Evaluate an agent’s response directly:
from praisonaiagents import Agent
from praisonaiagents.eval import Judge

agent = Agent(
    name="Math Helper",
    instructions="You solve math problems"
)

judge = Judge()
result = judge.run(
    agent=agent,
    input="What is 15 * 7?",
    expected="105"
)

print(f"Agent scored: {result.score}/10")

Custom Judges

Register Custom Judge

from praisonaiagents.eval import Judge, add_judge, get_judge, list_judges

class CodeQualityJudge(Judge):
    """Judge for evaluating code quality."""
    
    def __init__(self, **kwargs):
        super().__init__(
            criteria="Code is clean, efficient, and well-documented",
            **kwargs
        )

# Register
add_judge("code_quality", CodeQualityJudge)

# Use
JudgeClass = get_judge("code_quality")
judge = JudgeClass()

# List all judges
print(list_judges())  # ['accuracy', 'criteria', 'recipe', 'code_quality']

Domain-Agnostic Evaluation

Use JudgeCriteriaConfig for any domain:
from praisonaiagents.eval import Judge, JudgeCriteriaConfig

# Water flow optimization
config = JudgeCriteriaConfig(
    name="water_flow",
    description="Evaluate water flow optimization",
    prompt_template="""Evaluate the water flow configuration:
{output}

Score based on:
- Flow rate efficiency
- Pressure optimization  
- Resource conservation

SCORE: [1-10]
REASONING: [explanation]
SUGGESTIONS: [improvements]""",
    scoring_dimensions=["flow_rate", "pressure", "efficiency"],
    threshold=7.0
)

judge = Judge(criteria_config=config)
result = judge.run(output="Flow rate: 50L/min, Pressure: 2.5 bar")

Async Evaluation

import asyncio
from praisonaiagents.eval import Judge

async def evaluate_outputs():
    judge = Judge(criteria="Response is helpful")
    
    outputs = [
        "Hello! How can I help?",
        "I don't know.",
        "Let me help you with that!"
    ]
    
    results = await asyncio.gather(*[
        judge.run_async(output=output)
        for output in outputs
    ])
    
    for output, result in zip(outputs, results):
        print(f"{output[:30]}... → {result.score}/10")

asyncio.run(evaluate_outputs())

CLI Reference

# Basic judge
praisonai eval judge --input "Output to evaluate"

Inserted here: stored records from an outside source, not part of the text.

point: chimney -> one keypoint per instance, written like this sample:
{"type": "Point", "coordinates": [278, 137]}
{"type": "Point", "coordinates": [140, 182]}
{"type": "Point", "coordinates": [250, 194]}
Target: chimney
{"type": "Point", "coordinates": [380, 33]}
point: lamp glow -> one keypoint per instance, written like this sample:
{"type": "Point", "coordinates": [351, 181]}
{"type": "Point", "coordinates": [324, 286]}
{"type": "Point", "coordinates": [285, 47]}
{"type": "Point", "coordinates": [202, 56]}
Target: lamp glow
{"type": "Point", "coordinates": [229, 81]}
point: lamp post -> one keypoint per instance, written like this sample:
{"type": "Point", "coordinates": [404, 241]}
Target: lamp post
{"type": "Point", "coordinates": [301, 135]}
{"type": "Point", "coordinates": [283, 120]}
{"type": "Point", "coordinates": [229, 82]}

# With expected output (accuracy mode)
praisonai eval judge --input "4" --expected "4"

# With criteria
praisonai eval judge --input "Hello!" --criteria "Response is friendly"

# Custom threshold
praisonai eval judge --input "Test" --threshold 8.0

# JSON output
praisonai eval judge --input "Test" --json

# Custom model
praisonai eval judge --input "Test" --model gpt-4o

Best Practices

Set temperature: 0.1 or lower for consistent scoring across evaluations.
Be specific about what constitutes a good output. Vague criteria lead to inconsistent scores.
  • 7.0: Standard quality bar
  • 8.0: High quality requirement
  • 6.0: Lenient evaluation
The suggestions array provides actionable improvements. Use them to iterate on agent prompts.